Cascaded Inference Pipelines

Overview

This guide explains how to run multiple models in sequence using the low-level axelera.runtime Python API. The example demonstrates a two-stage pipeline: YOLO11s object detection followed by YOLOv8s-pose pose estimation. If you haven't completed the Quick Start yet, start there to understand the basic API usage and core concepts.

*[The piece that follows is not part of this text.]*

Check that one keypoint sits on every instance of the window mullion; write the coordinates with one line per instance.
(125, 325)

Cascaded pipelines require careful AIPU core allocation, coordinate space management, and understanding of the low-level resource management APIs.

Prerequisites:

  • Completed Quick Start and Basic Usage Tutorial
  • Understand Context, Model, Connection, ModelInstance, and resource allocation
  • SDK virtual environment activated: source venv/bin/activate
  • Compiled models:
    • Detection model: voyager-sdk/build/yolo11s-coco-onnx/1/model.json
    • Pose model: voyager-sdk/build/yolov8spose-coco-onnx/1/model.json
    • You can download both precompiled models with: axdownloadmodel yolo11s-coco-onnx yolov8spose-coco-onnx

Complete example: axruntime_cascaded_pipeline.py


Architecture Overview

┌─────────────────────────────────────────────────────┐
│ Input Image (original dimensions, e.g., 1920×1080) │
└────────────────┬────────────────────────────────────┘


┌───────────────────────────┐
│ Stage 1: Detection │
│ Model: YOLO11s │
│ Cores: 2 (configurable) │
│ Batch: 1 (configurable) │
└────────────┬──────────────┘

│ Person boxes (in 640×640 model space)

┌───────────────────────────┐
│ Scale coordinates to │
│ original image space │
│ (640×640 → 1920×1080) │
└────────────┬──────────────┘

│ Scaled boxes in image space

┌───────────────────────────┐
│ Crop person ROIs from │
│ original image │
│ (e.g., 435×857 crops) │
└────────────┬──────────────┘

│ Person ROI images (variable sizes)

┌───────────────────────────┐
│ Stage 2: Pose │
│ Model: YOLOv8s-pose │
│ Cores: 2 (configurable) │
│ Preprocess: Stretch │
│ ROI → 640×640 │
└────────────┬──────────────┘

│ Keypoints in 640×640 model space ⚠️

┌───────────────────────────┐
│ ⚠️ CRITICAL STEP: │
│ Rescale coordinates │
│ 640×640 → ROI size │
│ (e.g., 640×640 → 435×857)│
└────────────┬──────────────┘

│ Keypoints in ROI space

┌───────────────────────────┐
│ Apply NMS (filter │
│ duplicate detections) │
└────────────┬──────────────┘

│ Filtered keypoints

┌───────────────────────────┐
│ Transform to image space │
│ (ROI coords → full image)│
└────────────┬──────────────┘


┌───────────────────────────┐
│ Final Results │
│ Person boxes + Poses │
│ (all in image space) │
└───────────────────────────┘

Using Multiple Models

The basic API components remain the same - Context, Model, Connection, ModelInstance. Here's how to use them for multiple models:

  • Context: Only one Context for all models
  • Model: One Model object per model (2 in this example: YOLO11s and YOLOv8s-pose)
  • Connection and ModelInstance: Specific to each model instance (see Batch Size and AIPU Cores)

Implementation Pattern

In the example, there is a Python class for each pipeline stage (Stage1Detection and Stage2Pose). These classes own the Connection and ModelInstance objects for each stage loaded onto the AIPU. While this example shows a cascaded pipeline, the API usage is the same for independent models.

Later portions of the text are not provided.